UNIQUEBY Function

UNIQUEBY (matrix <, by> <, index> ) ;

The UNIQUEBY function returns the locations of the unique BY-group combinations for a sorted or indexed matrix. The arguments to the UNIQUEBY function are as follows:

matrix

is the input matrix, which must be sorted or indexed according to the by columns.

by

is either a numeric matrix of column numbers, or a character matrix that contains the names of columns that correspond to column labels assigned to matrix by a MATTRIB statement or READ statement. If by is not specified, then the first column is used.

index

is a vector such that index[$i$] is the row index of the $i$th element of matrix when sorted according to by. Consequently, matrix[index, ] is the sorted matrix. index can be computed for a matrix and a given set of by columns with the SORTNDX call. If the matrix is known to be sorted according to the by columns already, then index should be 1:nrow(matrix). In this case, you can also omit the index argument.

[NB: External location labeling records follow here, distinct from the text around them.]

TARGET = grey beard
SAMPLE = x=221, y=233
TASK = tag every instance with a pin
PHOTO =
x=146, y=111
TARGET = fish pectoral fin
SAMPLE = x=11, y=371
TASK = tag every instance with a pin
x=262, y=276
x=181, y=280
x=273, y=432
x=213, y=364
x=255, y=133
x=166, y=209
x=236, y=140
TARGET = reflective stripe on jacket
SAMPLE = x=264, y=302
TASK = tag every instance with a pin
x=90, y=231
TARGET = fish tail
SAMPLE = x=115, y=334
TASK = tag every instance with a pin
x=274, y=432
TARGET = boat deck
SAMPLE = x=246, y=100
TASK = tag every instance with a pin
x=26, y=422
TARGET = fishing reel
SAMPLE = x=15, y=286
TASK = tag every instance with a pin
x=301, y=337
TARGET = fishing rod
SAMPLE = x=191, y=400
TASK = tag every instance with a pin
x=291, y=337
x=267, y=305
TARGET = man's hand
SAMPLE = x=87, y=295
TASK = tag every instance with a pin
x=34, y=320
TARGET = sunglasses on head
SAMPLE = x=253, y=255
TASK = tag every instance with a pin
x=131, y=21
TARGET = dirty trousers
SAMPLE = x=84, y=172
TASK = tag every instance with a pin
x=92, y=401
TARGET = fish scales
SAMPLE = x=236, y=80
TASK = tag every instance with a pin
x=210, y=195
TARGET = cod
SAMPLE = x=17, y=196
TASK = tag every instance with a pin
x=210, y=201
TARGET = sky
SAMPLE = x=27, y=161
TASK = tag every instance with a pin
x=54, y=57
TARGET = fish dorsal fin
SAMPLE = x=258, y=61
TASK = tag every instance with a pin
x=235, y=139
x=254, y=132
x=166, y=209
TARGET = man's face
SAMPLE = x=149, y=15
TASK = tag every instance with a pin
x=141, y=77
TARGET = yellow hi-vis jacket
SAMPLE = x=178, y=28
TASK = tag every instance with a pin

The UNIQUEBY function returns a column vector whose $i$th row is the row in index whose value is the row in matrix of the $i$th unique combination of values in the by columns.

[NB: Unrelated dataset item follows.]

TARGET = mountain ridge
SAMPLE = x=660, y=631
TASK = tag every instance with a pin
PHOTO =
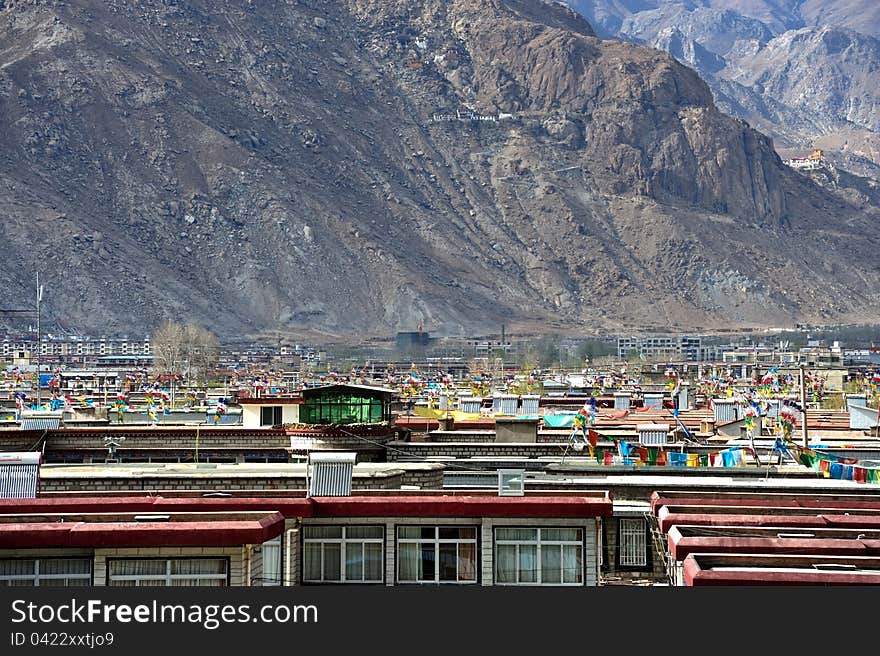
x=362, y=167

For example, the following statements use the SORTNDX subroutine to create a sort index for a matrix. The UNIQUEBY function is then used to determine the unique combinations of the columns of the matrix:

m = { 1 0,
      2 0,
      2 2,
      2 0,
      1 0,
      2 0,
      1 1 };
cols = 1:2;
call sortndx(ndx, m, cols);
  
sorted = m[ndx,];
unique_rows = uniqueby(m, cols, ndx);
unique_vals = m[ndx[unique_rows], cols ];
print sorted, unique_rows unique_vals;

Figure 23.361: Unique Values of the Sort Variables

sorted
1 0
1 0
1 1
2 0
2 0
2 0
2 2

unique_rows unique_vals  
1 1 0
3 1 1
4 2 0
7 2 2


In addition, the following statements compute the number of unique values and the number of elements in each BY-group:

n = nrow(unique_rows);
size = j(n,1);
do i = 1 to n-1;
   size[i] = unique_rows[i+1] - unique_rows[i];
end;
size[n] = nrow(m) - unique_rows[n] + 1;
print n, size;

Figure 23.362: Number of BY Groups and Number of Elements in Each Group

n
4

size
2
1
3
1


If matrix is already sorted according to the by columns (see the SORT call), then UNIQUEBY can be called with 1:nrow(matrix) for the index argument, or the last argument can be omitted as shown in the following statement:

unique_loc = uniqueby(sorted, cols);
print unique_loc;

Figure 23.363: Position of Unique Rows for a Sorted Matrix

unique_loc
1
3
4
7